Wegen der weiteren Einzelheiten wird auf die beigezogenen Akten der Beklagten sowie auf die Gerichtsakten erster und zweiter
Instanz verwiesen.
Entscheidungsgründe
Die form- und fristgemäß eingelegte Berufung des Klägers ist zulässig. Berufungsausschließungsgründe nach § 144 SGG liegen nicht vor.
Gegenstand des Rechtsstreits ist - nachdem die Erfüllung von Wartezeiten für die Gewährung einer Altersrente nach Erlass des
Altersrentenbescheides vom 30.11.2018 nicht mehr streitig ist - die Gewährung einer höheren als mit diesem Bescheid bewilligten
Altersrente.

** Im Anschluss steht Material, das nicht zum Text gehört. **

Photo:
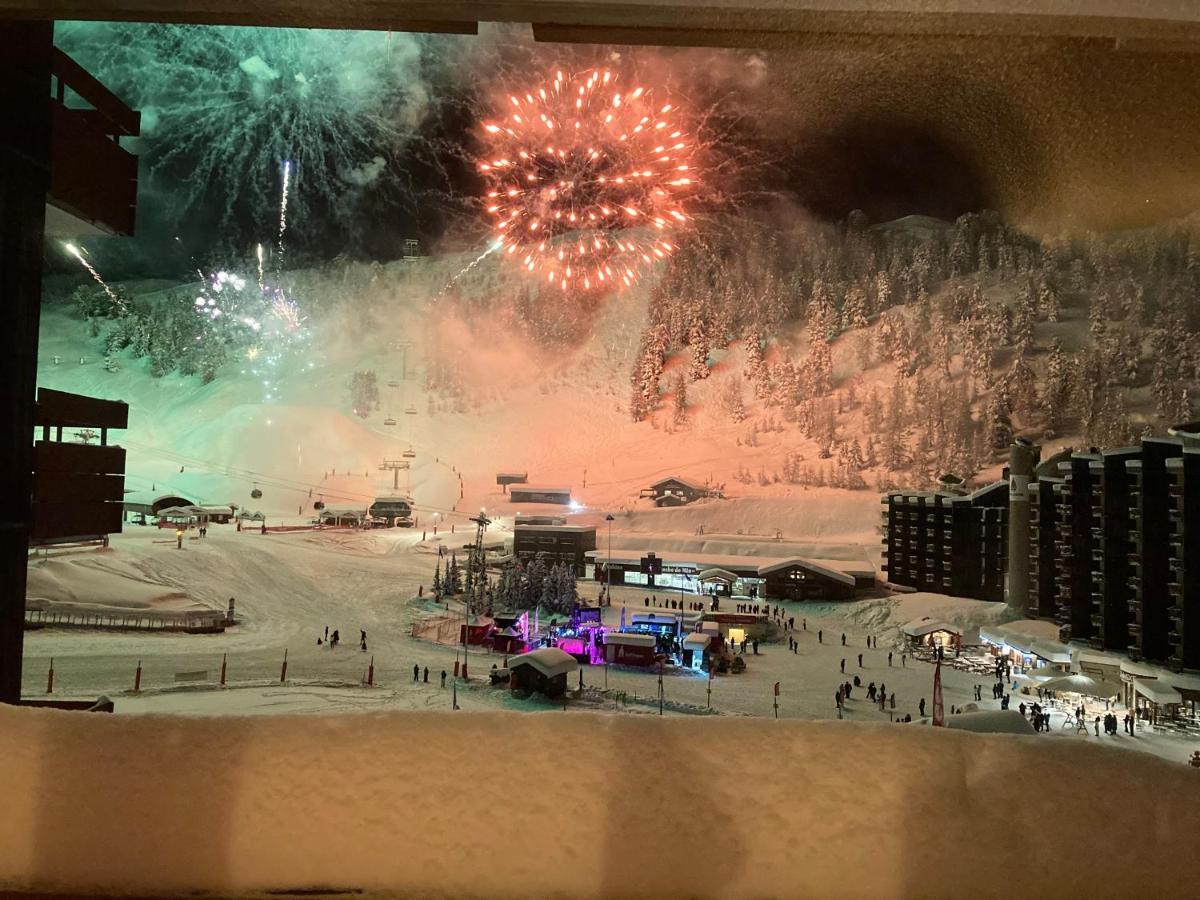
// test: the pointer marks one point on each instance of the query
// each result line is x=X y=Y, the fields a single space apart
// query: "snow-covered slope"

Zu Recht ist das SG in diesem Zusammenhang davon ausgegangen, dass der während des Klageverfahrens erlassene Altersrentenbescheid gemäß § 96 SGG Gegenstand des bereits anhängigen Klageverfahrens gegen den Bescheid vom 15.08.2017 geworden ist. Der Rentenbescheid ist
hingegen nicht neben diesem (Vormerkungs-)Bescheid, sondern allein zum Gegenstand der rechtlichen Überprüfung geworden. Denn
streitbefangene Feststellungen von Tatbeständen rentenrechtlicher Zeiten im Vormerkungsbescheid sind während des Klageverfahrens
durch den wertfeststellenden Verwaltungsakt im Rentenbescheid vom 30.11.2018 im Sinne von § 96 Abs. 1 SGG ersetzt worden (vgl. hierzu ausführlich Bundessozialgericht [BSG], Urteil vom 14.12.2011 - B 5 R 36/11 R -, SozR 4-2600 § 248 Nr. 1, SozR 4-2600 § 259a Nr. 1, Rn. 12). Auch vorliegend hat der Vormerkungsbescheid die Anerkennung
der hier streitigen Zeiten abgelehnt mit der Begründung, diese würden wegen der durchgeführten Beitragserstattung als untergegangen
gelten. Dementsprechend verhält sich der Rentenbescheid, der damit in Bezug auf die Berücksichtigung der streitigen Zeiten
allein Gegenstand des Klageverfahrens ist, weil sich der Vormerkungsbescheid ungeachtet seiner Anfechtung "auf andere Weise"
(§ 39 Abs. 2 SGB X) erledigt hat und darüber hinaus auch durch weitere Feststellungen einzelner wertbestimmender Elemente von vornherein nicht
mehr ersetzt werden darf (BSG, Urteil vom 14.12.2011 - B 5 R 36/11 R -, a.a.O.). Diesen Anspruch kann der Kläger zulässigerweise mit einer Anfechtungs- und Leistungsklage verfolgen.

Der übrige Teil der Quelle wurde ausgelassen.